Getting started tutorial

[ ]:

%pip install --upgrade --quiet pip
%pip install --upgrade --quiet circuitree==0.11.1 numpy matplotlib tqdm ipympl ffmpeg moviepy watermark

Problem statement

CircuiTree solves the following problem:

Given a phenotype that can be simulated, a reward function that measures the phenotype, and a space of possible circuit architectures, find the optimal architecture(s) to achieve that target phenotype by running a reasonable number of simulations.

In order to solve this problem, CircuiTree uses a search algorithm called Monte Carlo tree search (MCTS), borrowed from artificial intelligence and reinforcement learning, to search over the space of possible architectures, or topologies. MCTS is an algorithm for planning and game-playing, so we approach circuit design as a game of stepwise assembly, where each step adds an interaction to the circuit diagram.

The main class provided by this package is CircuiTree, and to run a tree search, the user should make their own subclass of CircuiTree that defines (1) a space of possible topologies to search and (2) a reward function that returns a (possibly stochastic) estimate of phenotypic quality.

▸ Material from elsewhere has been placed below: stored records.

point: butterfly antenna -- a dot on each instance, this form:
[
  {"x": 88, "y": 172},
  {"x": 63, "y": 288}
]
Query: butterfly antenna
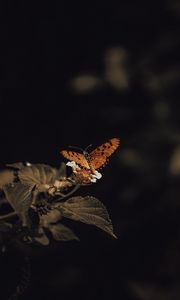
[
  {"x": 74, "y": 147},
  {"x": 88, "y": 147}
]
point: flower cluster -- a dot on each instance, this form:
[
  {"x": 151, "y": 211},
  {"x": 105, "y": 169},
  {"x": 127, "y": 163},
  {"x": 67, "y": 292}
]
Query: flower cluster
[{"x": 84, "y": 176}]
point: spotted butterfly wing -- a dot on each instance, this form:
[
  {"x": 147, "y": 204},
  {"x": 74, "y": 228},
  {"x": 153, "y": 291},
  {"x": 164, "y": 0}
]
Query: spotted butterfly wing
[
  {"x": 99, "y": 156},
  {"x": 77, "y": 157}
]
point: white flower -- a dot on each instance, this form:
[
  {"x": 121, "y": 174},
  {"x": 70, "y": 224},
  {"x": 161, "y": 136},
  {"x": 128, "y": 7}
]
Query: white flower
[
  {"x": 93, "y": 180},
  {"x": 95, "y": 176},
  {"x": 73, "y": 165}
]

Creating a `CircuiTree` class

[2]:

from circuitree import CircuiTree

Let’s consider a simple example. Say we are interested in constructing a circuit of three transcription factors (TFs) A, B, and C that exhibits bistability, where the system can be “switched” from one state (e.g. high A, low B) to another (high B, low A). We will allow each TF to activate or inhibit any of the TFs (including itself). Multiple regulation (A both activates and inhibits B) is not allowed. With these rules, we have defined a set of topologies (a design space) that we are sampling from.

[3]:

components = ["A", "B", "C"] # Three transcription factors (TFs)
interactions = [
    "activates", # Each pairwise interaction has two options
    "inhibits",
]

CircuiTree explores the design space by treating circuit design as a game where the topology is built step-by-step, and the objective is to assemble the best circuit. Specifically, CircuiTree represents each circuit topology as a string called a state, and it can choose from a list of actions that either change the state or terminate the assembly process (i.e. “click submit” on the game). The algorithm searches starting from a “root” state, and over many iterations it builds a decision tree of candidate topologies and preferentially explores regions of that tree with higher mean reward.

1. Choose a Grammar

The rules for how states are defined and how they are affected by taking actions (i.e. the rules of the game) are called a “grammar.” We will be using the built-in SimpleNetworkGrammar class to explore the design space we defined above. (See the grammar tutorial for more details on grammars and how to define custom design spaces from the base CircuitGrammar class.)

[4]:

# Built-in grammars can be found in the `models` module
from circuitree.models import SimpleNetworkGrammar

grammar = SimpleNetworkGrammar(
    components=components,
    interactions=interactions,
)

2. Define a reward function

The only strict requirement for the reward function is that it should return bounded values, ideally between 0 and 1. NOTE: If reward values have a larger range, you may need to increase the exploration_constant argument proportionally.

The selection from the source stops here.